There is a pattern established in both of these films in which Broomfield finds someone who is on the fringes of the case, and goes to interview them. They always claim they have explosive information that is going to blow things wide open – they just cannot share it at this time. In Kurt & Courtney, they all seem to think Kurt was some sort of saint, and Courtney the bitch harpie who ruined his life – even Love’s own father. What’s fascinating in that film is that to a person, they all claim Courtney Love is some sort of greedy bitch after Kurt’s money – and then half of them try to hawk their own book on the subject. Oddly, Broomfield rarely calls any of them out on that – he certainly did in Aileen Wuornos: The Selling of a Serial Killer -  although he does confront Love’s father, and asks him what kind of father would do what he’s doing to his daughter. It’s similar in Biggie & Tupac – he meets with various people who try to hawk their book or their music – everyone trying to cash in basically by their proximity to a famous person.
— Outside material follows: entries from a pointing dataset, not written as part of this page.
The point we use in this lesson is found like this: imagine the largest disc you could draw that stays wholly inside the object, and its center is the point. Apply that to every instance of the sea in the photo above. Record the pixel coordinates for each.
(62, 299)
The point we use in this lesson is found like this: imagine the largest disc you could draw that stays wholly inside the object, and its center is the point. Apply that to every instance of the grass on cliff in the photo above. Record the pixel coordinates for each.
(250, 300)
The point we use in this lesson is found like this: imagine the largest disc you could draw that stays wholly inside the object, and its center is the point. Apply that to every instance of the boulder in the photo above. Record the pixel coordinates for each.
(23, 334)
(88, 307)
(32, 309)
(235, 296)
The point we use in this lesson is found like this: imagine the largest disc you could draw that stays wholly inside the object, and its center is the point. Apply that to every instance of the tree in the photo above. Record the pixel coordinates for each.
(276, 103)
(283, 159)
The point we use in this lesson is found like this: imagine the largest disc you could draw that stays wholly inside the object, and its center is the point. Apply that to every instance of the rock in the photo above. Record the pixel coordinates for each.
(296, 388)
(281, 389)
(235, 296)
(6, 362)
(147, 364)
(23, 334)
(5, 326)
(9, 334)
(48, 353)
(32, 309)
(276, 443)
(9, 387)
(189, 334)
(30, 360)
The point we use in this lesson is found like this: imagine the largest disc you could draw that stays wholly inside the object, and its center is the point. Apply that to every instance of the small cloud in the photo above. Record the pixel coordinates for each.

Yet both films have one sympathetic character in them as well. In Kurt & Courtney, that’s Kurt’s Aunt Mary – who doesn’t have an unkind word for anyone, and who will go on about Kurt lovingly for long periods of time – and started using Kurt’s life and death as an example to schoolkids. In Biggie & Tupac, it’s Biggie’s mother – who simply wants answers (out of the three famous musicians depicted, only Biggie’s music is in the films – the estates of Cobain and Tupac wouldn’t give up the rights). 
Ultimately, I think the value of both films is more in their depictions of those who surround rich an
d famous people than for any real insight into the deaths of the musicians involved. There is a lot of talk about conspiracies, but nothing that really, truly convinces of anything. No, the portrait painted of Courtney Love is far from flattering in Kurt & Courtney – but at worst, she’s portrayed as a gold digger who liked being famous, and took to it well (it should be noted that the film was made around the time of 1996’s The People vs. Larry Flynt – in which Love delivered an amazing performance, and seemingly had her life together – it didn’t last). And the portrait of Suge Knight isn’t nice either – but you don’t have to work too hard to make Suge Knight look violent, do you?
The two films are Broomfield’s best – they don’t rise to the level of either of his Aileen Wuornos docs or Heidi Fleiss: Hollywood Madam (I think, it’s been years since I saw that one, but it was my favorite at the time – and in need or a re-visit) or Tales of the Grim Sleeper. But both are fascinating portraits of fame – and those who are attracted to it. I’m not sure they were quite the films Broomfield set out to make – but they’re good just the same.